On July 3, 2018, he created "Game JaaJ", a game jam held on the platform. Game Jolt. The event gained popularity among developers and became an official event, with subsequent editions and awards. Currently, "Game JaaJ" is organized on the Itch.io platform by Sad Socket.

His first commercial project was 23 Miles Deep, a mobile game created in a period of 10 days.

=== 2022-2025: First well-received Games ===
In 2022, he published the game Seraph's Last Stand, inspired by the browser game Heli Attack 2 (2003). In the first few months after its release, the game sold over 30,000 copies. and was nominated the following year in the Best Brazilian Game category at the Coelho Awards.

His game 9 Kings was featured at the Latin American Games Showcase and has already sold over 400,000 copies on Steam in its release year.

=== Parallel projects ===
Ferreira is also the creator of the game development course Oficina Indie.
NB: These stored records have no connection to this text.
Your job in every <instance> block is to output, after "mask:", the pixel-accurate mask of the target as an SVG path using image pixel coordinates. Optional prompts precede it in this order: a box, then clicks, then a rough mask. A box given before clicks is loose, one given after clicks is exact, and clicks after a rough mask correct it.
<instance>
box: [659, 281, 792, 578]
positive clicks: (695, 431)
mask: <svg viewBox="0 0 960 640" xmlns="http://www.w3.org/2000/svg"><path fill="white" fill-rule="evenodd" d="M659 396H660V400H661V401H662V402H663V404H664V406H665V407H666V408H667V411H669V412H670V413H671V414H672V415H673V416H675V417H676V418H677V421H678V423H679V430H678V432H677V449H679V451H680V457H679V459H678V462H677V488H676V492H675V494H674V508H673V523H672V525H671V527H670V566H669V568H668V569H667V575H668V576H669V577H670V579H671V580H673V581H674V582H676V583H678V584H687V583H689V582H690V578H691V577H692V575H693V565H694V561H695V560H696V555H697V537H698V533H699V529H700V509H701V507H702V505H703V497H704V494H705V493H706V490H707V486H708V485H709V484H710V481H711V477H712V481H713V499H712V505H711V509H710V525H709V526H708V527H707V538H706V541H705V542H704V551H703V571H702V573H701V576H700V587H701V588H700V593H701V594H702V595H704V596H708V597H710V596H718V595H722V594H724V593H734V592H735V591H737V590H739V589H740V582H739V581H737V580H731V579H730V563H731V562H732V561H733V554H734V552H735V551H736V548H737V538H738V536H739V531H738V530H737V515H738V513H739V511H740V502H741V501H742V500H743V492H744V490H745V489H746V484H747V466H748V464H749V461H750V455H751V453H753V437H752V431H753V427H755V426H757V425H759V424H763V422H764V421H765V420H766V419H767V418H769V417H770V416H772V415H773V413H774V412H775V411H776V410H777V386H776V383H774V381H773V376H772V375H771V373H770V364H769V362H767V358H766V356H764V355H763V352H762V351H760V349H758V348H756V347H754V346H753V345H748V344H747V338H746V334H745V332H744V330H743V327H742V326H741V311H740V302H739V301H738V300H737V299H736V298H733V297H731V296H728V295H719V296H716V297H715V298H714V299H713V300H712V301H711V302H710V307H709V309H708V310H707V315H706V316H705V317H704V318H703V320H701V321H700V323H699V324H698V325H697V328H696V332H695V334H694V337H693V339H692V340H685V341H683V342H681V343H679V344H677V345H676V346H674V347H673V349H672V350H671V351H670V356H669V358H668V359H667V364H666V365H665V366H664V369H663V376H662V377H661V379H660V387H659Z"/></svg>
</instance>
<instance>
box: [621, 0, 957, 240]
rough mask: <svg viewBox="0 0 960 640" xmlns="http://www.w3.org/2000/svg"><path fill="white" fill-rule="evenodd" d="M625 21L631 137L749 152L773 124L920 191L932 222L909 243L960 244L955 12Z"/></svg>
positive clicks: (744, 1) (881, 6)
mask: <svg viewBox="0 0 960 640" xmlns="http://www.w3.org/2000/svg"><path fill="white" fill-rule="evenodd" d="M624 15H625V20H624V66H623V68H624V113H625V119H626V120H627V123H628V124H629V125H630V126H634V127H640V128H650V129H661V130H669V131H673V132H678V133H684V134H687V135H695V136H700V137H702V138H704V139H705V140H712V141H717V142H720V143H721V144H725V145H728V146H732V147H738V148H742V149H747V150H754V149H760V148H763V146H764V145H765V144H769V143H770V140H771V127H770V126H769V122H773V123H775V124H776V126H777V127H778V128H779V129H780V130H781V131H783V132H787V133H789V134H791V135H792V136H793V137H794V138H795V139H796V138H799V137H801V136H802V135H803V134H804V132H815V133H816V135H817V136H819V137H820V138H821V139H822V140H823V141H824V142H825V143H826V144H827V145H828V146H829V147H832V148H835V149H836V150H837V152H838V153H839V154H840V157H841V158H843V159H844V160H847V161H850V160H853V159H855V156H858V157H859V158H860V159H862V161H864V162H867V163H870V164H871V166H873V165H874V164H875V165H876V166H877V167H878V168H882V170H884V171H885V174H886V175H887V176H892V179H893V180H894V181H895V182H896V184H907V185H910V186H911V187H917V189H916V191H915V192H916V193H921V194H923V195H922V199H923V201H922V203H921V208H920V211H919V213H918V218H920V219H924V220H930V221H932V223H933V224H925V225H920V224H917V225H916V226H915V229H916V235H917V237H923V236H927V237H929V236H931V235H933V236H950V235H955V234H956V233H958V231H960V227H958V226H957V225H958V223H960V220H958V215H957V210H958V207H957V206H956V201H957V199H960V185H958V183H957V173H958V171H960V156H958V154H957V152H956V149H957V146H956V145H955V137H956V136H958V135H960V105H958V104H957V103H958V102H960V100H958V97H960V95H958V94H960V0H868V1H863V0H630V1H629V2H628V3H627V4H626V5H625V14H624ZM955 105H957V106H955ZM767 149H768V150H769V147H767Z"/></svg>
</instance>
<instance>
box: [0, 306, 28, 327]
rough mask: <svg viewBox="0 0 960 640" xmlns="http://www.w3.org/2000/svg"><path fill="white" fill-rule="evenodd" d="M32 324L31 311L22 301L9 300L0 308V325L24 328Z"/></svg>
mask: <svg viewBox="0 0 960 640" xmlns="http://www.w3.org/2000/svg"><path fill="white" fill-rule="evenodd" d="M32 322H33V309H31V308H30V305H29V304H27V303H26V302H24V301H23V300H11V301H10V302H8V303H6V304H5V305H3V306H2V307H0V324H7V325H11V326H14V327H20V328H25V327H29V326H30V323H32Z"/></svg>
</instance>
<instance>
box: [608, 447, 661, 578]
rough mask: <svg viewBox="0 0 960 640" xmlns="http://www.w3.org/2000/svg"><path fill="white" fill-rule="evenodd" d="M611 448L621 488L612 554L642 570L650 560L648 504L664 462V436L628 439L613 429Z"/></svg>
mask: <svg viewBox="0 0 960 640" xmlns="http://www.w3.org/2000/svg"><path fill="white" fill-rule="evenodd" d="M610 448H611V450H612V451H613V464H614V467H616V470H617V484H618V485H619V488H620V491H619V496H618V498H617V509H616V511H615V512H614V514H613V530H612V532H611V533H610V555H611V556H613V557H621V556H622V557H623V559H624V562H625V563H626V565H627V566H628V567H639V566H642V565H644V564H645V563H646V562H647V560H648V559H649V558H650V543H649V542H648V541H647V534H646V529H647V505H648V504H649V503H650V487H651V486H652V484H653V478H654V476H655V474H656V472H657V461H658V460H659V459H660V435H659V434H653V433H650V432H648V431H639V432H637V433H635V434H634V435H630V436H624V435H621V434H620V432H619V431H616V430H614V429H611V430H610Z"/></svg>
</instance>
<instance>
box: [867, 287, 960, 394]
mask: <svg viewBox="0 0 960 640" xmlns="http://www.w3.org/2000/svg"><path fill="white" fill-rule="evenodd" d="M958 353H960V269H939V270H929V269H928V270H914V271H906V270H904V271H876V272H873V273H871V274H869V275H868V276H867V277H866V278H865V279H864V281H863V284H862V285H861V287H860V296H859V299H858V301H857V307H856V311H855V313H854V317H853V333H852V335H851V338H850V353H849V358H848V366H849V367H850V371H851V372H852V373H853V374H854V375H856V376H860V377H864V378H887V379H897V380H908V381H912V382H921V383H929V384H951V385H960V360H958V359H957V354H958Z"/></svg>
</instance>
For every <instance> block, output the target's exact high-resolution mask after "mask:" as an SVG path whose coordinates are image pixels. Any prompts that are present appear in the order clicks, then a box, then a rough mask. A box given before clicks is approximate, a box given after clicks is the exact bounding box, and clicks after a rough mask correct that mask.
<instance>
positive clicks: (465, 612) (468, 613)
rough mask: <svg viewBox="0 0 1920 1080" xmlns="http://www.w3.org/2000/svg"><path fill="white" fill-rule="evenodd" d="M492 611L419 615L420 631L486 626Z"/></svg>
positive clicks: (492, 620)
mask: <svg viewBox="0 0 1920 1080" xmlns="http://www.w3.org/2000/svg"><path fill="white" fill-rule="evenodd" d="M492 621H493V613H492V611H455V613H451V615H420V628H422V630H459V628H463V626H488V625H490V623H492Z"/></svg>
The course teaches the C# programming language using the Unity graphics engine. It includes a game jam called Oficina Jam, where students create their own games and compete against each other.

André Young, along with other collaborators, created an amateur podcast called Valdir Podcast, which aired between 2018 and 2020. The episodes were hosted in Soundcloud by André and two friends and covered a variety of topics with a humorous tone.